THE PRESIDENT: First of all, that’s not accurate. We recommended a lot of those recommendations, as you know. So I think that’s a little unseemly for you to say. We had a set of recommendations we got when we got here, most of which have been implemented. I am very sorry — I am very sorry — now, wait a minute. I listened to you, now you listen to me. I listened to you. (Applause.)

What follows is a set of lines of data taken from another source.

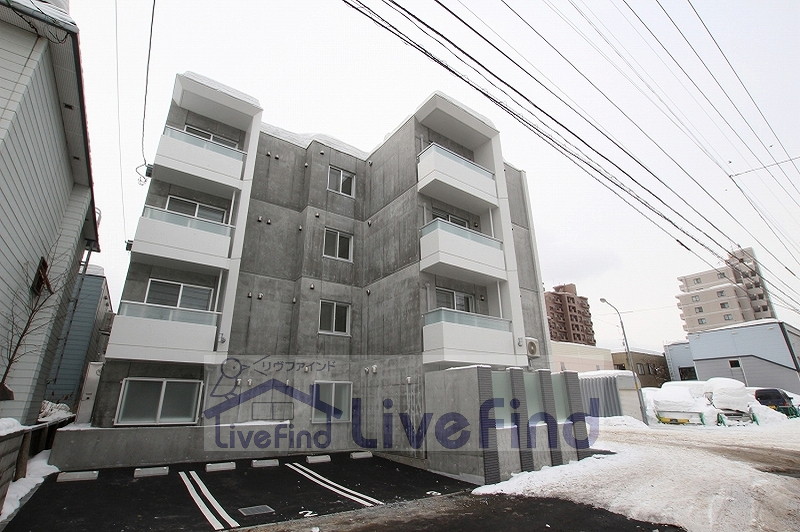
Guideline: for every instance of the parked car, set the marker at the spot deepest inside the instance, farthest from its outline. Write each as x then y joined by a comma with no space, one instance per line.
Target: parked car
776,399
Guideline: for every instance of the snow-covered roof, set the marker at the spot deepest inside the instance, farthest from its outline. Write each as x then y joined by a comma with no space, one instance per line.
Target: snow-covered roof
305,139
216,85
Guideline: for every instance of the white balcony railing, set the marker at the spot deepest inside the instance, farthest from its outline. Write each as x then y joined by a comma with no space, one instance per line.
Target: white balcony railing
204,143
459,317
163,215
453,251
136,309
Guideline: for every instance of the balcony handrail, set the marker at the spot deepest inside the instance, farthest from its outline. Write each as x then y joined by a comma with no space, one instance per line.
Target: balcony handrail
466,318
457,157
228,227
231,152
475,236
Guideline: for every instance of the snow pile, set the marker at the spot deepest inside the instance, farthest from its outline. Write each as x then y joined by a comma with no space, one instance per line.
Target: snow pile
38,469
728,394
50,411
679,476
9,425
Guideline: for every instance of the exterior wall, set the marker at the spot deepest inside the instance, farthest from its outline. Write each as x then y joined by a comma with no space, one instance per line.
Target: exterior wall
730,294
678,355
579,357
45,203
653,371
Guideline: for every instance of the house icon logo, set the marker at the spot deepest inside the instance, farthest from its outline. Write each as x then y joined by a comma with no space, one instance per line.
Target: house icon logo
273,435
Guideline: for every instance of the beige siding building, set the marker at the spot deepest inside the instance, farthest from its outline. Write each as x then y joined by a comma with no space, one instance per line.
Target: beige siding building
733,293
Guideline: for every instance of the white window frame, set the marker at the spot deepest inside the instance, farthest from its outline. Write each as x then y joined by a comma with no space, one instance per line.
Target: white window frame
197,206
347,413
342,173
213,137
124,389
452,218
338,235
180,294
335,304
456,293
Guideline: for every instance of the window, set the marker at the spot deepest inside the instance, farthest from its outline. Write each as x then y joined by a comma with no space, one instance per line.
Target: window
217,139
452,218
40,279
158,401
336,394
340,181
338,245
196,210
181,295
455,300
334,317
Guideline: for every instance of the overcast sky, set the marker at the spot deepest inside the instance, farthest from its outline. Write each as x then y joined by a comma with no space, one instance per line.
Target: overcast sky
320,67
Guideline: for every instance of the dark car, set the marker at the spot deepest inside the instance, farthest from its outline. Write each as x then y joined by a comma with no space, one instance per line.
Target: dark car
774,398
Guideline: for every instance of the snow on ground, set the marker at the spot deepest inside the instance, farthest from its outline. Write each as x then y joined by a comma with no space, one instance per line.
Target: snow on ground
38,469
677,475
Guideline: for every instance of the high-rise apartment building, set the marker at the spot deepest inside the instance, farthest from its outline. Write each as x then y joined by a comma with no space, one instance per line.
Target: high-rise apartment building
269,268
46,197
568,316
733,293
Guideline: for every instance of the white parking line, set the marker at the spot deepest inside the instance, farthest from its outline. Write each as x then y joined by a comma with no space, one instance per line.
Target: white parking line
220,510
200,504
333,486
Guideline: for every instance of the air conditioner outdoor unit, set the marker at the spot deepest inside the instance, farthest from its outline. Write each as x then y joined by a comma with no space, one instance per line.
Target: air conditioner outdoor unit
532,348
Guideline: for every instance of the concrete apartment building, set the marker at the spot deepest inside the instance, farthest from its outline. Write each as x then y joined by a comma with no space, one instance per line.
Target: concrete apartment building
568,316
46,195
762,353
274,276
733,293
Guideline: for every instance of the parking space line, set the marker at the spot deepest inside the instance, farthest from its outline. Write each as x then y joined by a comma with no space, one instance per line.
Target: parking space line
210,517
220,510
333,486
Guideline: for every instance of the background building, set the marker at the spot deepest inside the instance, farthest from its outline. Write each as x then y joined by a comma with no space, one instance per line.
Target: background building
579,357
568,316
762,353
650,367
46,195
733,293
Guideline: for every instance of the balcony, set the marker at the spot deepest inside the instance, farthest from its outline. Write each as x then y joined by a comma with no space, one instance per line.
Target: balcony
454,338
448,177
452,251
175,236
144,331
182,158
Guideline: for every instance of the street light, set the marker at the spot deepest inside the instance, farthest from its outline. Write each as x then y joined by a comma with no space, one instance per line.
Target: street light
630,361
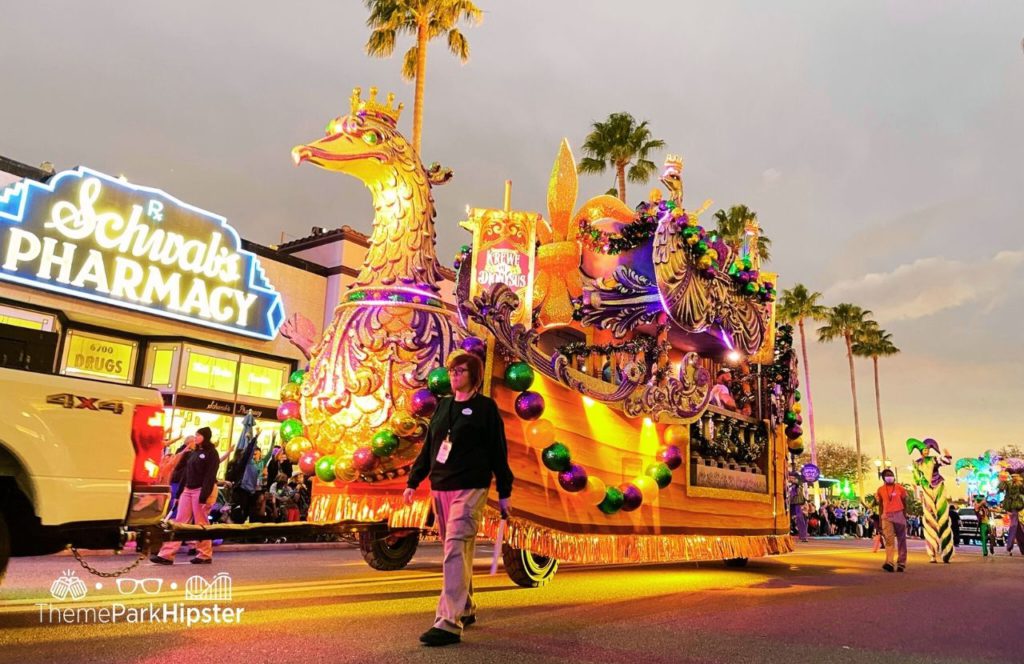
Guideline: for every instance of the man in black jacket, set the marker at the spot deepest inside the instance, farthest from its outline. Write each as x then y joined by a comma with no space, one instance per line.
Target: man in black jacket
465,448
197,480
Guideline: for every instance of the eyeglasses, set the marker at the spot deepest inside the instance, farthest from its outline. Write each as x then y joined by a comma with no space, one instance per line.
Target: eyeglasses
148,586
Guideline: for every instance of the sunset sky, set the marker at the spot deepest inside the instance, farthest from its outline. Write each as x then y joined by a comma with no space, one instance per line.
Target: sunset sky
882,146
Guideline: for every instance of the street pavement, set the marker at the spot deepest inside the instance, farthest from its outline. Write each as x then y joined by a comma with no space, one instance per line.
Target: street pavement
828,602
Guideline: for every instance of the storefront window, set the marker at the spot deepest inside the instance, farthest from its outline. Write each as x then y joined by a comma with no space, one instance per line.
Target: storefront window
212,373
27,319
260,380
94,356
163,360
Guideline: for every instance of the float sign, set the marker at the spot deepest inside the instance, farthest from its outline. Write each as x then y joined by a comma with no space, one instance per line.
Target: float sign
89,235
504,253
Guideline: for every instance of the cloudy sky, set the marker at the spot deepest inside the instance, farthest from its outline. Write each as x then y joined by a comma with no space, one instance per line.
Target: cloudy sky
880,142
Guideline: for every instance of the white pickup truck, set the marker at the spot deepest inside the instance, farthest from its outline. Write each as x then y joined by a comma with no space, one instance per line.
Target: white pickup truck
78,462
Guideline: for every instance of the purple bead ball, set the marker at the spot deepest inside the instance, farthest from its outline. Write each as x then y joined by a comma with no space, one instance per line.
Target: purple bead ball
632,498
475,345
365,460
529,405
671,456
423,403
573,480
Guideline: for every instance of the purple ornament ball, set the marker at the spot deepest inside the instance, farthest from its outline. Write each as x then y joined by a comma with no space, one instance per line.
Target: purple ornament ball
573,480
423,403
529,405
671,456
476,346
365,459
289,410
632,498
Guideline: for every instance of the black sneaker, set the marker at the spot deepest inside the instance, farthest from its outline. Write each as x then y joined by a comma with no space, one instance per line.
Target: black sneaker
434,637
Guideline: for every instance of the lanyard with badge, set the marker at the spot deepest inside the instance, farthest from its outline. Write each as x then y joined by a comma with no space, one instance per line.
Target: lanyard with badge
445,448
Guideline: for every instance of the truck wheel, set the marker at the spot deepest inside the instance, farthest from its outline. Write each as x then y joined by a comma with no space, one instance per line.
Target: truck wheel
526,569
4,545
388,552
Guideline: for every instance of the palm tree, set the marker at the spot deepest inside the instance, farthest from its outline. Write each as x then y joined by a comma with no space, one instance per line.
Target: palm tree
426,19
875,342
732,226
847,322
796,305
620,141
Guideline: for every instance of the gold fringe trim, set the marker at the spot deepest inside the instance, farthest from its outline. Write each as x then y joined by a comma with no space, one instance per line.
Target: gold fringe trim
633,548
331,507
549,542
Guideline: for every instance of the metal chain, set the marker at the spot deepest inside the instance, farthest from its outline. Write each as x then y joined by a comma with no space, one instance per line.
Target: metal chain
108,575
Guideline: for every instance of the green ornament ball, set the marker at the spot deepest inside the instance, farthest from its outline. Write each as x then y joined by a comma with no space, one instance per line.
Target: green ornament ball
556,457
384,443
660,473
325,468
290,428
519,376
612,501
438,382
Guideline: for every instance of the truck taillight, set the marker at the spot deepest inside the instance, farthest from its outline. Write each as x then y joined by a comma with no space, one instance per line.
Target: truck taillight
147,439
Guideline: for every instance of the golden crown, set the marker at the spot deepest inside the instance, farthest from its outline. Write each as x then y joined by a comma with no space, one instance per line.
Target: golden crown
385,111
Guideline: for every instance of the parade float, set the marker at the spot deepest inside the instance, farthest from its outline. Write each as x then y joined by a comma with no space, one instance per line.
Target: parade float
648,402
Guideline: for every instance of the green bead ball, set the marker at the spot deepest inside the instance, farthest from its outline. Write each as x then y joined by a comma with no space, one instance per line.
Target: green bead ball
290,428
660,473
519,376
556,457
384,443
438,382
612,501
325,468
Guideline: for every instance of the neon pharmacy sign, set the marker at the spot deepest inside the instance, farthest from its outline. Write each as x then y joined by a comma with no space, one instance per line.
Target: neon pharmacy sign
92,236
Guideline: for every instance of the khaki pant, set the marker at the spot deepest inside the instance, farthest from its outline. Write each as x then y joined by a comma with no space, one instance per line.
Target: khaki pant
458,515
895,536
190,510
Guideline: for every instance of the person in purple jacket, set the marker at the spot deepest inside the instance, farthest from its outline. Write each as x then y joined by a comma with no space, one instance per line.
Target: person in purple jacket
465,448
196,476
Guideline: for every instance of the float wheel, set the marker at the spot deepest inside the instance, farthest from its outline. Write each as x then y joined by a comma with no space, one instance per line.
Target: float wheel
386,551
527,569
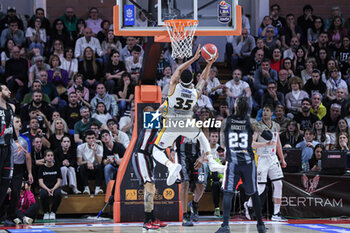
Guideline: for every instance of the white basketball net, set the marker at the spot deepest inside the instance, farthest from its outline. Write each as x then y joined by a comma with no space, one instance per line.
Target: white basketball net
181,34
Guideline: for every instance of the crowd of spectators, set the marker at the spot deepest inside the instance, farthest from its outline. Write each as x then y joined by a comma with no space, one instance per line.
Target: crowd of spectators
73,82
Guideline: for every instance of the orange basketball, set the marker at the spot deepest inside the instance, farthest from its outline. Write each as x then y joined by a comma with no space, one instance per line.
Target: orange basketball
209,51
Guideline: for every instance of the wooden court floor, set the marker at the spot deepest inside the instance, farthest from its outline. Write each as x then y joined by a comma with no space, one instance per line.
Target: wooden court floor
292,226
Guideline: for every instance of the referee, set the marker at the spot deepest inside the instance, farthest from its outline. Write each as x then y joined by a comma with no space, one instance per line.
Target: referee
238,137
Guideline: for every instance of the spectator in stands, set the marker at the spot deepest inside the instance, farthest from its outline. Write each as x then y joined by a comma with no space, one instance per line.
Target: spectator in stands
133,63
305,118
37,104
307,146
36,36
314,31
165,81
294,98
70,20
270,40
50,179
289,31
335,11
291,51
277,60
342,142
91,70
27,208
113,153
126,122
107,99
34,70
70,64
103,33
94,22
71,113
291,137
89,159
118,135
101,113
113,70
318,108
306,20
315,84
334,83
340,98
87,41
45,22
28,97
283,121
50,90
235,88
315,161
12,32
81,126
10,16
126,51
320,134
59,130
261,78
272,96
283,83
277,20
331,121
16,74
56,75
66,159
310,65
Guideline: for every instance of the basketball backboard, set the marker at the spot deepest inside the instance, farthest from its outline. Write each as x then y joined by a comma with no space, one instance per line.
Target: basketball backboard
215,17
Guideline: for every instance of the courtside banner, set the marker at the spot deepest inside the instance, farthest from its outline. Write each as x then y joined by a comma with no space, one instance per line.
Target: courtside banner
311,195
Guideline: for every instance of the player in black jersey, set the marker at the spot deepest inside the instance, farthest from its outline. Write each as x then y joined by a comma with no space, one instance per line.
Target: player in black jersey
143,165
238,137
7,133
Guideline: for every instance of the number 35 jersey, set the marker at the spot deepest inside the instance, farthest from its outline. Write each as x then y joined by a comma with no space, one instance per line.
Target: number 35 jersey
181,102
238,138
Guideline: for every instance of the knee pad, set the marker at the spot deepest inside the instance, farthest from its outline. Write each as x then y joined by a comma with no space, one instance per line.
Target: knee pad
149,192
261,188
277,189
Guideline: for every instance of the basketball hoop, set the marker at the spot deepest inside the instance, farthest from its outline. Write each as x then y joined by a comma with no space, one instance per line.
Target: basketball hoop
181,32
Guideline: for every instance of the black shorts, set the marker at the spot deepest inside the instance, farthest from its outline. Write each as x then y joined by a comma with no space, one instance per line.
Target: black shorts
188,173
235,171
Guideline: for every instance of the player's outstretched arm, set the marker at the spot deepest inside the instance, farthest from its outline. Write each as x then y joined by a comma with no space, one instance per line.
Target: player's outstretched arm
176,75
205,74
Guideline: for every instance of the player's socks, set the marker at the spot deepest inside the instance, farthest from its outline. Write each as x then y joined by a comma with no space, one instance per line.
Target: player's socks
226,207
257,207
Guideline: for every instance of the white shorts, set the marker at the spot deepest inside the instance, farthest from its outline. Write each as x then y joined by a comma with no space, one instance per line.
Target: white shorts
268,166
167,136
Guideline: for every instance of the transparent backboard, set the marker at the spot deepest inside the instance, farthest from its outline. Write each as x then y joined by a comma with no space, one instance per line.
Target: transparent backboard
146,17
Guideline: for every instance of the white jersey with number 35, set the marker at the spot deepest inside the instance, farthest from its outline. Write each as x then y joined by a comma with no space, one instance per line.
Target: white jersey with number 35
181,102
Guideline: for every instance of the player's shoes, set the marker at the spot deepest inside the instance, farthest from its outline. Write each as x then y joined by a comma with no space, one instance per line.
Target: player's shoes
215,166
186,220
150,227
278,218
223,229
261,228
246,208
217,212
159,223
194,211
174,170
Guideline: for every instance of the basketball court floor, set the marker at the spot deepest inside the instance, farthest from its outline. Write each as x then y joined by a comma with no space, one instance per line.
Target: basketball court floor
203,226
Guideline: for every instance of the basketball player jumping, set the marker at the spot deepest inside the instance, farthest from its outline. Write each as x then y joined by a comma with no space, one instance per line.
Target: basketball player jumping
239,138
182,96
268,164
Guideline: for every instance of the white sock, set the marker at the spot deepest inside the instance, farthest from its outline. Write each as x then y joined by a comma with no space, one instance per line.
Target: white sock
276,208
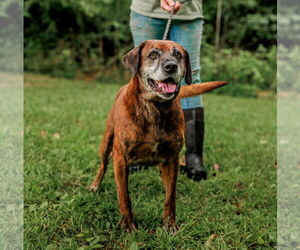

I am very sorry that there is not a cure. I am very sorry that there is not a vaccine. I regret that not everything I have asked for has been approved by the Congress. In the context of what is happened in this country in the last three years, I believe we have gone a long way toward doing what we said we would do. But I will never be satisfied — and you won’t, and you shouldn’t be — until we have solved the problem. That is what this meeting is about and that’s what I am trying to do. And I think all of us should do what we can to be constructive.

Q — (inaudible) —

THE PRESIDENT: Well, that’s a matter of dispute. You have your version of the facts and I have mine, and I’ll leave it to others to make a judgment.

Q — (inaudible) —

THE PRESIDENT: Let me just say, I believe this has been a good meeting. I think most people are glad they came and I think most people believe they’re better off than they were four years ago. (Applause.)